3. Delay in Lodging an FIR
- State of H.P. v. Gian Chand (2001): Cited to rule that a delay in lodging an FIR is not a “ritualistic formula” for discarding a prosecution case. If the delay is satisfactorily explained, it is not fatal to the case.
- Ravinder Kumar v. State of Punjab (2001): Cited to provide examples of genuine causes for delayed FIRs, such as victims’ relatives needing time to regain mental composure, rural ignorance of police procedures, or a lack of adequate transport.
- Ramdas v. State of Maharashtra (2007): Cited to emphasize that mere delay is not fatal but must be considered within the totality of the circumstances. Valid explanations for delay include time consumed seeking medical aid or avoiding the police out of fear and threats. (This judgment also references Pandurang v. State of Hyderabad (1955) to note that each case’s facts must be evaluated individually).
- Ashok Kumar Chaudhary v. State of Bihar (2008): Cited to reiterate that if an adverse inference is avoided by properly and satisfactorily explaining the delay in lodging the FIR, the prosecution’s case cannot be thrown out.
4. Evidentiary Value of an Injured Eyewitness
- Baljinder Singh v. State of Punjab (2024) and Balu Sudam Khalde v. State of Maharashtra (2023): Cited to support the principle that the testimony of an undisputed, injured eyewitness who has successfully withstood cross-examination is placed on a higher pedestal and generally overrides conflicting expert medical opinion.
5. Lack of Independent Witnesses
- Manjit Singh v. State of Punjab (2019), Rizwan Khan v. State of Chhattisgarh (2020), and Mohd. Naushad v. State (NCT of Delhi) (2024): Cited to establish that the prosecution’s case is not compromised merely by the lack of independent witnesses (such as local villagers). The court acknowledged the societal reality that common people often hesitate to involve themselves in matters concerning violent or ill-reputed individuals out of fear.
Acts and Sections
Indian Penal Code, 1860 (IPC)
- Section 120B: Pertaining to criminal conspiracy.
- Section 149: Pertaining to offenses committed by any member of an unlawful assembly.
- Section 302: Pertaining to the punishment for murder, under which the appellants were sentenced to rigorous life imprisonment.

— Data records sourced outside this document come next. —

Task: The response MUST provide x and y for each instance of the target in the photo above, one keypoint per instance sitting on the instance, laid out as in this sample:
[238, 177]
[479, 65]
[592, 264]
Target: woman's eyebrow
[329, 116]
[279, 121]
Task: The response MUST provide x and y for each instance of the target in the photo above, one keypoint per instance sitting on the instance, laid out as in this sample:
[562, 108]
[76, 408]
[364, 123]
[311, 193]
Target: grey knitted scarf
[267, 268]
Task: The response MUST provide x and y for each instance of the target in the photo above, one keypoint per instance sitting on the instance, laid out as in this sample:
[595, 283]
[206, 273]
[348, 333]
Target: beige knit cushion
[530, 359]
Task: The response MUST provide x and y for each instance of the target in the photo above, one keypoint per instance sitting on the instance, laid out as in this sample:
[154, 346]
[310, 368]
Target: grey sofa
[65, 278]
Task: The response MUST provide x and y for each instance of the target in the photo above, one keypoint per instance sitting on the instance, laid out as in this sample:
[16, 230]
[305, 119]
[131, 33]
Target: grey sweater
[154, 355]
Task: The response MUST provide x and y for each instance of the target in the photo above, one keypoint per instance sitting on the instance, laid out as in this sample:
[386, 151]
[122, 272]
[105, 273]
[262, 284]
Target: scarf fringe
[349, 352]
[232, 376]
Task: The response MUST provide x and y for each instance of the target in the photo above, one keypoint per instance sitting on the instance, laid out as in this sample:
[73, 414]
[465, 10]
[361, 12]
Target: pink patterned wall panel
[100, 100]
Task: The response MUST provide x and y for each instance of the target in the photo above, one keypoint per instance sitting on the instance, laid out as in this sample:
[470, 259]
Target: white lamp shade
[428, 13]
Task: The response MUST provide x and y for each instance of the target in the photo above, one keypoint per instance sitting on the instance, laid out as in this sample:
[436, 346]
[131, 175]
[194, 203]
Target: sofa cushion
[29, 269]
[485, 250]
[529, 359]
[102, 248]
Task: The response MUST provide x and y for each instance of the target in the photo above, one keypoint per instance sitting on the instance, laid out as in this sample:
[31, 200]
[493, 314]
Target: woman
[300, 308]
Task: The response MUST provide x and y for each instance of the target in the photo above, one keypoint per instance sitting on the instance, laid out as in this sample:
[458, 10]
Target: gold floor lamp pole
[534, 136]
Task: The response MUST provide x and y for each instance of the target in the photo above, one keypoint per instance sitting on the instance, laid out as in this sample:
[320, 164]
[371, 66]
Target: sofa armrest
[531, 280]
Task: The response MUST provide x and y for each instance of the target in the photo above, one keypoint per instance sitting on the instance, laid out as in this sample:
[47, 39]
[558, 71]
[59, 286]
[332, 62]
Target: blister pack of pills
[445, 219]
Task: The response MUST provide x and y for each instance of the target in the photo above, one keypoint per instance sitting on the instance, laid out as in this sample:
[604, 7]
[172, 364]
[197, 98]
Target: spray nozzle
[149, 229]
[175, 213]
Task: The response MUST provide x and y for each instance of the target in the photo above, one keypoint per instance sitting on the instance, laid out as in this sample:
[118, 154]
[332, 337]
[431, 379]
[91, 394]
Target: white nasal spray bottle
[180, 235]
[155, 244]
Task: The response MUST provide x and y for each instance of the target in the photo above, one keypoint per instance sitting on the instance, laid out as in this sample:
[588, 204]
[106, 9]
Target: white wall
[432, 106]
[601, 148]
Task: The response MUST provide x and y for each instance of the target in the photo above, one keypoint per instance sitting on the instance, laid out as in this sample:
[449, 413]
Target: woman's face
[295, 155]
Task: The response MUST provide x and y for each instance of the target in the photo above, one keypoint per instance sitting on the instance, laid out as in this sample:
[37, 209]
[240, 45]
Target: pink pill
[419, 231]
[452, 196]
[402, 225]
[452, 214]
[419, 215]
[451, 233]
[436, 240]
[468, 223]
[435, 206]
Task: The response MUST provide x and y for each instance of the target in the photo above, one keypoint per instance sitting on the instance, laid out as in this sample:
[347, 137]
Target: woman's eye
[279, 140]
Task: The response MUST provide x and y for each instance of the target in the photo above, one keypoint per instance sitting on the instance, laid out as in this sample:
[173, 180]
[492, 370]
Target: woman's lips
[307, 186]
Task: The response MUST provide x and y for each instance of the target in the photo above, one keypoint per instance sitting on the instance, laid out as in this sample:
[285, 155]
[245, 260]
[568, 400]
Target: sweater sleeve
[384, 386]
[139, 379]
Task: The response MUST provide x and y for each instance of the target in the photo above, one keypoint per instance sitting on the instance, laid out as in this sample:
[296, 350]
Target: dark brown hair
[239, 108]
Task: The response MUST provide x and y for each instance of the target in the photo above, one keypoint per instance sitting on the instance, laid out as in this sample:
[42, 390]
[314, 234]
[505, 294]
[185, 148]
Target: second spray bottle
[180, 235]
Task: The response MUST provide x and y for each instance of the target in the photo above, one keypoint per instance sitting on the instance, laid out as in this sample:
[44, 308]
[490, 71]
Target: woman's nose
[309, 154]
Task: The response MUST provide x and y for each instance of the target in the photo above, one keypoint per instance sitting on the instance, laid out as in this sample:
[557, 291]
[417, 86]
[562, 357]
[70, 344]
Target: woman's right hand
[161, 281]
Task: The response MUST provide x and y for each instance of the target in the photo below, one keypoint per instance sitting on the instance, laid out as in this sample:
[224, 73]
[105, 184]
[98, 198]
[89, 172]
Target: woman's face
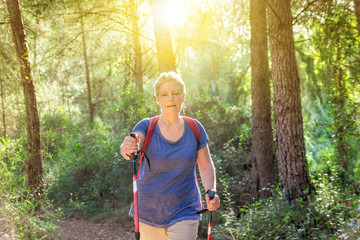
[170, 97]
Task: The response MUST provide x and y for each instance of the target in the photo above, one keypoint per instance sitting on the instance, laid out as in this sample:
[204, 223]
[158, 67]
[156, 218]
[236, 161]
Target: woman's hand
[212, 204]
[130, 145]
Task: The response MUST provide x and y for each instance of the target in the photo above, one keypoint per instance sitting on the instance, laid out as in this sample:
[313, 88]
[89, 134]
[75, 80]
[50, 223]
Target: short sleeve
[142, 126]
[204, 137]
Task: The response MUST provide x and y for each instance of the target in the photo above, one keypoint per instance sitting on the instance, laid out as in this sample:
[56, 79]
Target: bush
[22, 215]
[325, 216]
[87, 175]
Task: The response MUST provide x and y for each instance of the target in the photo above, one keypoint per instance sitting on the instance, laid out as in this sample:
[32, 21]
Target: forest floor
[82, 229]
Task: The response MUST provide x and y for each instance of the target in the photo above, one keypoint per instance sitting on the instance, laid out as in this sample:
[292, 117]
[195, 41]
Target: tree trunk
[290, 146]
[357, 12]
[138, 73]
[263, 170]
[35, 160]
[166, 58]
[87, 72]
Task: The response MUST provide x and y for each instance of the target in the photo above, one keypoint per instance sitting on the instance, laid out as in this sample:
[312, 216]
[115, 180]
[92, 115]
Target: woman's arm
[207, 173]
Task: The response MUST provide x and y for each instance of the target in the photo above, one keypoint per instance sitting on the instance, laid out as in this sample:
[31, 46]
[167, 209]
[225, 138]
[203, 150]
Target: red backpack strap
[150, 132]
[194, 128]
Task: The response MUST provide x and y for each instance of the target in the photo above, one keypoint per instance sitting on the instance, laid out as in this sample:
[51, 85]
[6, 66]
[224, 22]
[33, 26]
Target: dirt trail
[81, 229]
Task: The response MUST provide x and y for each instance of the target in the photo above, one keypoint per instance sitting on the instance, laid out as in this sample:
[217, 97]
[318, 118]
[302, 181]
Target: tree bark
[35, 160]
[263, 170]
[138, 72]
[290, 146]
[166, 58]
[357, 13]
[87, 72]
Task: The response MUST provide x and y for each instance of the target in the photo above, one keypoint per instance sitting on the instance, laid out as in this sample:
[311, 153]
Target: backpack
[153, 121]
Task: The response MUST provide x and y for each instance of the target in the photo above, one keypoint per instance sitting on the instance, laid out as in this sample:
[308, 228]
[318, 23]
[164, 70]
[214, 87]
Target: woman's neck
[170, 120]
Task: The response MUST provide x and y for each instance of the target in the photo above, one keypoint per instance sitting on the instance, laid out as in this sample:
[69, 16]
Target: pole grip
[211, 194]
[134, 155]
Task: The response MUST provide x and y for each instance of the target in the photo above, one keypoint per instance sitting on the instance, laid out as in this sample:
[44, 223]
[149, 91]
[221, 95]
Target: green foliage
[87, 175]
[216, 117]
[22, 214]
[325, 216]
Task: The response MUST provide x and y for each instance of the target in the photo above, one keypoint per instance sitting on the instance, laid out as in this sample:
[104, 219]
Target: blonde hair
[169, 77]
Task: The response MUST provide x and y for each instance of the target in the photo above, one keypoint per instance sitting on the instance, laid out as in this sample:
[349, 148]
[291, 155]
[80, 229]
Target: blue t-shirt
[169, 192]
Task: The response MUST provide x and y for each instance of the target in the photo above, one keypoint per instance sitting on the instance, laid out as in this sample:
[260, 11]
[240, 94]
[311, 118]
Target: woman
[169, 196]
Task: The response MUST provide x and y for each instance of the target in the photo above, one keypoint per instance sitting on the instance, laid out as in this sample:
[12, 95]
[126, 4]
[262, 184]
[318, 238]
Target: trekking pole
[135, 191]
[211, 196]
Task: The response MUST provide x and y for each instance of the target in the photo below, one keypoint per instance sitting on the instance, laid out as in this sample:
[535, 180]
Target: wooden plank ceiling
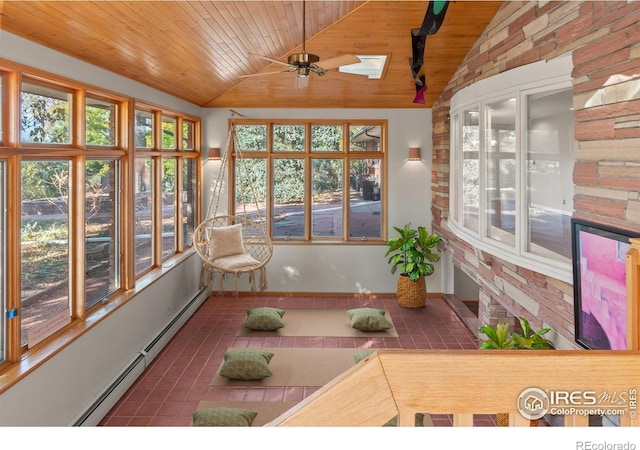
[196, 50]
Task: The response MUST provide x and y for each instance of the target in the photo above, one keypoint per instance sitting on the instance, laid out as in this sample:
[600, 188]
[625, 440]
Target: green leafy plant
[412, 252]
[530, 340]
[499, 337]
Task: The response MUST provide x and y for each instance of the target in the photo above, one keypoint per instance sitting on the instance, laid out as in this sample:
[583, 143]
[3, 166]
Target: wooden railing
[468, 382]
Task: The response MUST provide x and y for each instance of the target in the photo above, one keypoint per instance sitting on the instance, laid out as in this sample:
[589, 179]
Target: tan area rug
[298, 367]
[267, 411]
[319, 322]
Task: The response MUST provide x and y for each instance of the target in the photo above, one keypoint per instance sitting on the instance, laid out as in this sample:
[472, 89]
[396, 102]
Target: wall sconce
[414, 154]
[214, 154]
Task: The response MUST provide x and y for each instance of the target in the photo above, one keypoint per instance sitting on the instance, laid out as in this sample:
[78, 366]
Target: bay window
[512, 161]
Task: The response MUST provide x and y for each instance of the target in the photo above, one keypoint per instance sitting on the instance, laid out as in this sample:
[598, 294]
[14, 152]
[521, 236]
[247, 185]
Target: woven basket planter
[503, 420]
[411, 294]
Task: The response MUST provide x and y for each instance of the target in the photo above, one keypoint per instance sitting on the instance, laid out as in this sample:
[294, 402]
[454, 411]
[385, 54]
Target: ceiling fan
[303, 63]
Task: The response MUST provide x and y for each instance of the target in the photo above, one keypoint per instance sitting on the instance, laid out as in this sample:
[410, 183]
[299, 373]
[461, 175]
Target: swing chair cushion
[234, 263]
[225, 241]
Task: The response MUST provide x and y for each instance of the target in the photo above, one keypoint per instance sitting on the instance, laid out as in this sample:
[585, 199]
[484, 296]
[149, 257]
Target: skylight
[370, 65]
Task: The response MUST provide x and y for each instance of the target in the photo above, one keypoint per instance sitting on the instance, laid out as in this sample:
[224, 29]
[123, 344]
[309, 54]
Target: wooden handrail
[467, 382]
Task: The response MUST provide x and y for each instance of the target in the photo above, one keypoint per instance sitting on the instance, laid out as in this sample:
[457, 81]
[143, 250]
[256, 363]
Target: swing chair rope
[257, 244]
[244, 172]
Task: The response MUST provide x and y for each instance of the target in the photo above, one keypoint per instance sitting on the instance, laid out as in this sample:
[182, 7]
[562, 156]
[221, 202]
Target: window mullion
[482, 210]
[156, 226]
[13, 258]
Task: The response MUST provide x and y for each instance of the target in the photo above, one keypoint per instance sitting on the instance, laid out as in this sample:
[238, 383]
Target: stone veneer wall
[604, 38]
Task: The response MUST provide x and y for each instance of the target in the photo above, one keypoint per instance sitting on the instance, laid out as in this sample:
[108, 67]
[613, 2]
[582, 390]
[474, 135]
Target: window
[169, 218]
[45, 243]
[313, 180]
[102, 229]
[71, 242]
[46, 114]
[144, 129]
[144, 214]
[169, 133]
[165, 185]
[1, 107]
[3, 262]
[512, 162]
[102, 120]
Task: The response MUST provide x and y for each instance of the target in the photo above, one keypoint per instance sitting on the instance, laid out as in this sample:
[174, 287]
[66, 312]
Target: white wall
[344, 268]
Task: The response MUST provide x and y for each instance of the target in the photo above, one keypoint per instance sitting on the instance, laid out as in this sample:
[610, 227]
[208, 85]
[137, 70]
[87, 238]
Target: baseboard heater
[107, 400]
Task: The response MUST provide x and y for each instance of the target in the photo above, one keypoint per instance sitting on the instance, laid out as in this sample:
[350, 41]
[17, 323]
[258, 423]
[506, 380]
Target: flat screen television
[599, 284]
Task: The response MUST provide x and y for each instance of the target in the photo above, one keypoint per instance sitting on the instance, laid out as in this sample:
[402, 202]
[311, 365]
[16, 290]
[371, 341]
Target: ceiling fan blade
[271, 60]
[338, 61]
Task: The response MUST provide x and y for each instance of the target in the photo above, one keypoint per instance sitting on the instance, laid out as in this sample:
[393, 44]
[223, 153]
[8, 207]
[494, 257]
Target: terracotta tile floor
[169, 391]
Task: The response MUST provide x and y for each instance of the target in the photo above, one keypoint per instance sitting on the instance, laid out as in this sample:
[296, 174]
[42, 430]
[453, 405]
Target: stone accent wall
[604, 39]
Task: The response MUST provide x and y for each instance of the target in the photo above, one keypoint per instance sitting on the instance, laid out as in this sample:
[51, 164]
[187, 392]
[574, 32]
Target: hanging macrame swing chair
[233, 245]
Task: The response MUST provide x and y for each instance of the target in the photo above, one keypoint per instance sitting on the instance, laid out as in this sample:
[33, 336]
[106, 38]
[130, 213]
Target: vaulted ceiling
[197, 50]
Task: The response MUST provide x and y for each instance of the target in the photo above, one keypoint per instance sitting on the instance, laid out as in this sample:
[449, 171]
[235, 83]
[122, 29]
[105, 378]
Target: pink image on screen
[603, 291]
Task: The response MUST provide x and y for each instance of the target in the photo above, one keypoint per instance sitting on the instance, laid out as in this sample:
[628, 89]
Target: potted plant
[412, 253]
[499, 337]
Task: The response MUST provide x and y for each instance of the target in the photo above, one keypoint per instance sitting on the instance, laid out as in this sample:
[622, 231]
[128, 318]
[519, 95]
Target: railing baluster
[463, 420]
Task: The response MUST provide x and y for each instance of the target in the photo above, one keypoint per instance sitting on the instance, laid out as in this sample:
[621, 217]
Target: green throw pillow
[394, 422]
[264, 318]
[246, 364]
[369, 319]
[362, 354]
[223, 417]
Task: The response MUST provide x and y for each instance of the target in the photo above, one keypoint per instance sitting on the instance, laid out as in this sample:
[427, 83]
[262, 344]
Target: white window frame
[519, 83]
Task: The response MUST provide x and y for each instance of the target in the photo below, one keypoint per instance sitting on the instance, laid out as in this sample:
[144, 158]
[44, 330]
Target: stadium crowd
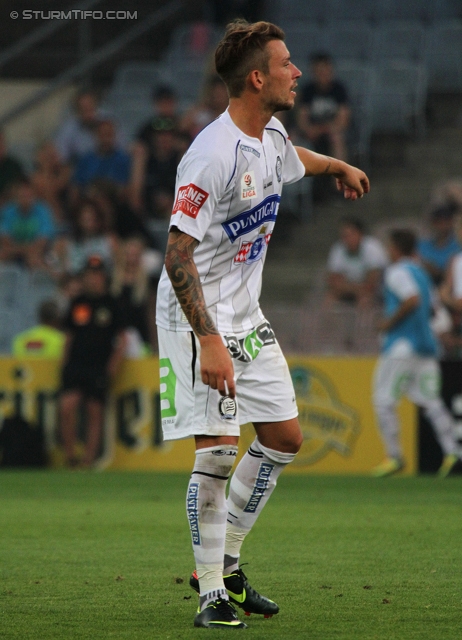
[94, 192]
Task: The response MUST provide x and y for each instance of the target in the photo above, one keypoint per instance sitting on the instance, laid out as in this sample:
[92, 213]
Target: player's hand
[217, 366]
[352, 181]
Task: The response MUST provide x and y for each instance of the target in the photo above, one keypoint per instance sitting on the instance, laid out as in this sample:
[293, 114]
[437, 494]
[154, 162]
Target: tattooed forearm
[185, 280]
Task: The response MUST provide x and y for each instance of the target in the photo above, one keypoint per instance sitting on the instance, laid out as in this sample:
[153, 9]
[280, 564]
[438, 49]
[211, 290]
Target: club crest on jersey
[246, 221]
[279, 168]
[244, 147]
[248, 186]
[189, 200]
[250, 252]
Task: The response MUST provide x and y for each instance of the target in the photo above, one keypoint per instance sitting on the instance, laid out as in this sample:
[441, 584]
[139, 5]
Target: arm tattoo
[183, 275]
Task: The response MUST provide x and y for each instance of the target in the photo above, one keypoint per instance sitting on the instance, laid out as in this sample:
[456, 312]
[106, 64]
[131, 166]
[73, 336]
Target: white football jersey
[228, 190]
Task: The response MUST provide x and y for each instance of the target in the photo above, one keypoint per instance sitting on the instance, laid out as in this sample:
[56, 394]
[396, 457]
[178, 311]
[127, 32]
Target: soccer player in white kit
[408, 364]
[220, 363]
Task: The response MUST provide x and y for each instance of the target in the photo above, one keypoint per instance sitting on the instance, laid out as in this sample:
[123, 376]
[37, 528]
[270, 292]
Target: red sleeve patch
[190, 200]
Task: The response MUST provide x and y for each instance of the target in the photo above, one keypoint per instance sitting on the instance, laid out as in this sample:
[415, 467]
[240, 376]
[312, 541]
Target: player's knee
[277, 456]
[218, 460]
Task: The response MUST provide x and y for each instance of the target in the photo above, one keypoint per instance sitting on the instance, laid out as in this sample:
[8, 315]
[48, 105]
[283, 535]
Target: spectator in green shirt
[45, 340]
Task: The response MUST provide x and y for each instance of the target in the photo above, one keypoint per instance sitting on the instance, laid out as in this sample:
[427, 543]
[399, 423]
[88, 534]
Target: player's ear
[255, 80]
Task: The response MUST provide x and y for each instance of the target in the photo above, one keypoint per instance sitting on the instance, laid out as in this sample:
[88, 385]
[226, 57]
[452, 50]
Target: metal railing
[88, 61]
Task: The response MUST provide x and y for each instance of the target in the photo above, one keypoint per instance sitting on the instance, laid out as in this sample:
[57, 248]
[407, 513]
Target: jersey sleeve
[400, 282]
[200, 183]
[294, 168]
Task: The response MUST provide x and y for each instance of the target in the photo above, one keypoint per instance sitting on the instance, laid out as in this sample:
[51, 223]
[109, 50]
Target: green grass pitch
[108, 555]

- Section 307: Pertaining to the punishment for attempted murder, under which the appellants were sentenced to 10 years of rigorous imprisonment.
The Arms Act
- Section 27: Under this section, the appellants were sentenced to 7 years of rigorous imprisonment.
Code of Criminal Procedure, 1973 (CrPC)
- Section 313: This section governs the power to examine the accused; the defense recorded their statements issuing a blanket denial of the prosecution’s case under this provision.
Indian Evidence Act, 1872
- Section 134: This section establishes that no particular number of witnesses is required for the proof of any fact. It was cited to uphold the principle that evidence must be weighed by its quality rather than counted by quantity, allowing conviction on the sole testimony of a reliable eyewitness.
Constitution of India (Included as a primary legal framework cited in the document)
- Article 136: Refers to the Supreme Court’s appellate jurisdiction; the Court cited this article to note its settled position of not interfering in matters with concurrent findings of guilt by lower courts unless there is a manifest error.
Party
Adalat Yadav etc. versus The State of Bihar - Criminal Appeal Nos. 1788-1789 of 2019 - 2026 INSC 403 - April 22, 2026 – Hon’ble Mr. Justice Sanjay Karol and Hon’ble Mr. Justice Nongmeikapam Kotiswar Singh.